Zootopia was sold to the audience earlier this year as more or less a bright and funny kid’s movie featuring talking animals engaging in all kinds of hijinks. There were some hints as to a mystery that needed to be solved but the marketing was focused around not only the general idea but specifically the one scene of the sloth at the DMV. That was the centerpiece of the campaign and shows how Disney wasn’t necessarily trying to misrepresent the full movie but certainly wasn’t anxious to lay everything out to the audience.

To recap the story: Judy Hopps (voiced by Gennifer Goodwin) is a young rabbit who wants to do something other than work the family farm. So she leaves for the big city of Zootopia and works to become the first rabbit police officer on the force.
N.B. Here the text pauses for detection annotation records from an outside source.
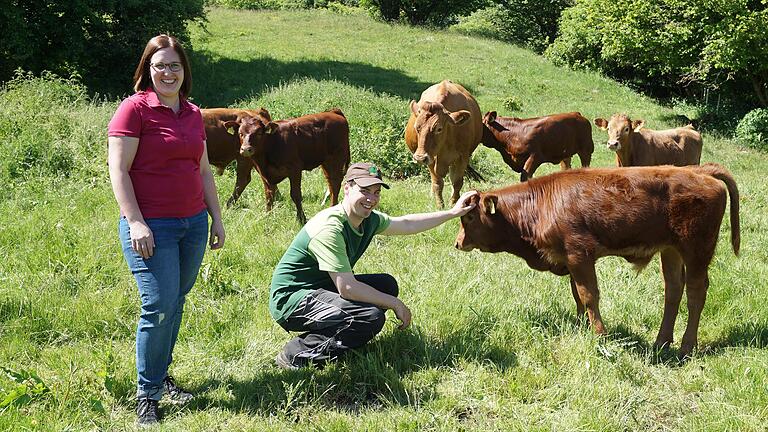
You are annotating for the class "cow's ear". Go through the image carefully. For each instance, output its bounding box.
[449,110,472,126]
[483,195,499,214]
[256,107,272,121]
[632,120,645,132]
[595,117,608,130]
[411,100,419,115]
[224,120,240,135]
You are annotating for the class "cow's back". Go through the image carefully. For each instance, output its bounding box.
[510,167,727,261]
[266,110,350,171]
[524,112,594,158]
[632,127,703,166]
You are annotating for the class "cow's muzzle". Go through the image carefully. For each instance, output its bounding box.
[413,153,431,165]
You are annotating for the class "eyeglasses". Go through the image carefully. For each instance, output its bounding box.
[149,62,183,72]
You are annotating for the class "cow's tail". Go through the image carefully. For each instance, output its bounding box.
[697,163,741,256]
[464,165,485,181]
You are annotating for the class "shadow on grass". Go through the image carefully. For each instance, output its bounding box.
[703,322,768,353]
[190,52,431,109]
[169,323,517,420]
[524,305,687,366]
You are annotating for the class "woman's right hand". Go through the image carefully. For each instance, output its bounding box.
[128,221,155,258]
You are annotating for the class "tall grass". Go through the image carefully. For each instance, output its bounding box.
[0,9,768,431]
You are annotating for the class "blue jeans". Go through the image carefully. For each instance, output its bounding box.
[119,210,208,400]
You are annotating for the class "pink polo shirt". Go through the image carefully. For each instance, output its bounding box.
[109,88,206,218]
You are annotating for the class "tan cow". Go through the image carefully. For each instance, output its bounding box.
[405,80,483,208]
[595,114,702,166]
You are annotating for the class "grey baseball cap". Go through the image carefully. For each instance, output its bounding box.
[344,162,389,189]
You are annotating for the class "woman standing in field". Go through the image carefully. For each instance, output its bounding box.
[108,34,224,424]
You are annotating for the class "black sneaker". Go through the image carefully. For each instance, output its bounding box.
[136,398,160,426]
[163,375,195,404]
[275,351,301,370]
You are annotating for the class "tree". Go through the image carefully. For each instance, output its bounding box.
[0,0,204,92]
[546,0,768,106]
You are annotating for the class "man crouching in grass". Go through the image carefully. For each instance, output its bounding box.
[269,163,477,369]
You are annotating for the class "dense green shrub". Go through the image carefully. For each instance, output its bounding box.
[0,72,115,183]
[208,0,358,10]
[451,0,573,53]
[0,0,204,93]
[736,108,768,151]
[360,0,489,27]
[546,0,768,106]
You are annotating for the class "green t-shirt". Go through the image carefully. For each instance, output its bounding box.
[269,204,390,323]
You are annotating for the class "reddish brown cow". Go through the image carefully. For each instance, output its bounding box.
[226,108,349,224]
[200,108,272,207]
[595,114,702,166]
[405,80,483,208]
[456,164,740,356]
[483,111,595,181]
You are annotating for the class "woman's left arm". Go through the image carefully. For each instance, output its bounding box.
[200,141,226,249]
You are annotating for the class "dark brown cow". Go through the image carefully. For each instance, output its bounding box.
[456,164,740,356]
[483,111,595,181]
[595,114,702,166]
[226,108,349,224]
[405,80,483,208]
[200,108,272,207]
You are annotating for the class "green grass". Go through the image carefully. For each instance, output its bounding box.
[0,9,768,431]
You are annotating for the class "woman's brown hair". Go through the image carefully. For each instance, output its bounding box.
[133,34,192,97]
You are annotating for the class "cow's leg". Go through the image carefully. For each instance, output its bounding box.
[289,171,307,225]
[520,154,541,181]
[261,177,278,211]
[579,151,592,168]
[680,266,709,357]
[570,278,587,319]
[227,158,253,207]
[322,164,344,205]
[568,261,605,334]
[429,163,448,208]
[653,249,685,349]
[448,160,469,204]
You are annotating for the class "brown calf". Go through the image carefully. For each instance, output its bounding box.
[595,114,702,166]
[405,80,483,208]
[226,108,349,224]
[483,111,595,181]
[200,108,272,207]
[456,164,740,356]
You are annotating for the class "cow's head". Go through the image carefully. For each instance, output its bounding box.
[224,110,277,157]
[483,111,497,126]
[455,193,505,252]
[595,114,645,152]
[411,101,472,165]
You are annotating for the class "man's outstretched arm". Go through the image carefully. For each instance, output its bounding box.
[382,191,477,235]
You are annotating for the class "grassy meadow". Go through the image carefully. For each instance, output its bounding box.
[0,9,768,431]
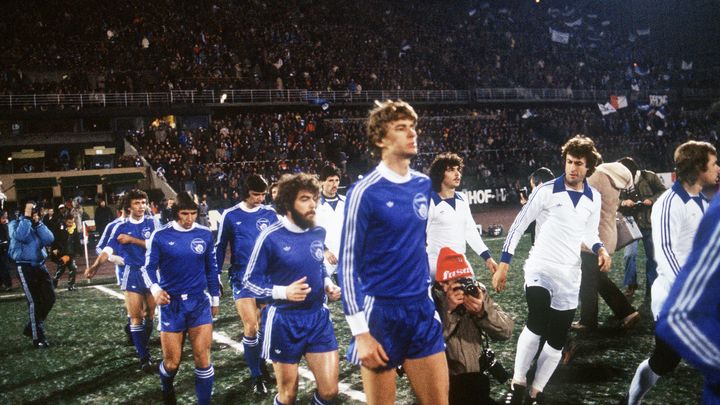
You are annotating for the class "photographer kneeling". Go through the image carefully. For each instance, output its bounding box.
[433,248,515,405]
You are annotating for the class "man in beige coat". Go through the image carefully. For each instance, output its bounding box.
[572,162,640,330]
[433,247,515,405]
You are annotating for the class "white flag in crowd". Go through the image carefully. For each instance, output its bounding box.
[598,103,617,115]
[610,96,627,110]
[565,18,582,27]
[550,28,570,44]
[650,94,667,107]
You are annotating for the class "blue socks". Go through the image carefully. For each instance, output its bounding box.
[160,362,177,392]
[243,335,262,378]
[130,324,149,361]
[195,364,215,405]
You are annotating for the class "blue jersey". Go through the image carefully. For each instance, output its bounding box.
[103,215,159,268]
[142,221,220,297]
[243,219,325,309]
[95,217,125,255]
[215,202,278,272]
[338,163,432,326]
[655,195,720,403]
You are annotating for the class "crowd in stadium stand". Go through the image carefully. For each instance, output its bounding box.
[122,107,718,201]
[0,0,720,94]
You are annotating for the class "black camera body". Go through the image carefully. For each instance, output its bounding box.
[478,347,510,383]
[455,277,480,298]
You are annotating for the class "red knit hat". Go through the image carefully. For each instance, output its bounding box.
[435,247,475,282]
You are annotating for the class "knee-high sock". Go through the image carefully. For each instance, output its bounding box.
[160,362,177,392]
[130,324,149,360]
[628,359,660,404]
[143,318,155,347]
[513,326,540,385]
[243,335,262,378]
[310,390,335,405]
[533,342,562,392]
[195,364,215,405]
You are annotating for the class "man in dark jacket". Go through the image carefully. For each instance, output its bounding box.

That’s not easy, though, as most cops are bigger, meaner animals and she’s just a little rabbit. So she has to work extra hard not just to be good enough but to be better than anyone else. After graduating she’s assigned the lowly role of meter maid, where she encounters Nick Wylde (voiced by Jason Bateman), a sly fox who’s always working a con. After a series of circumstances, the two wind up investigating the disappearance of a number of mammals recently, something that winds up being tied to city officials, who wanted to create a climate of fear in the city to advance their own personal political agendas and careers.

zootopia pic 13

Very little of that, though, made it into the campaign. Instead the audience was presented with a lot of world-building, where characters are talking about the concept of Zootopia and how it’s a place where predator and prey all live together. There are visuals of smoothies being sent up chutes to zebras and parking tickets so big they blow away the tiny mouse-sized cars they’re attached to. Some of the trailers hint at Judy enlisting Nick’s help to solve a case of animals going savage, but that’s quickly breezed past in favor of the “Mr. Big” joke where he looks and sounds just like Marlon Brando in The Godfather, the movie’s least original gag.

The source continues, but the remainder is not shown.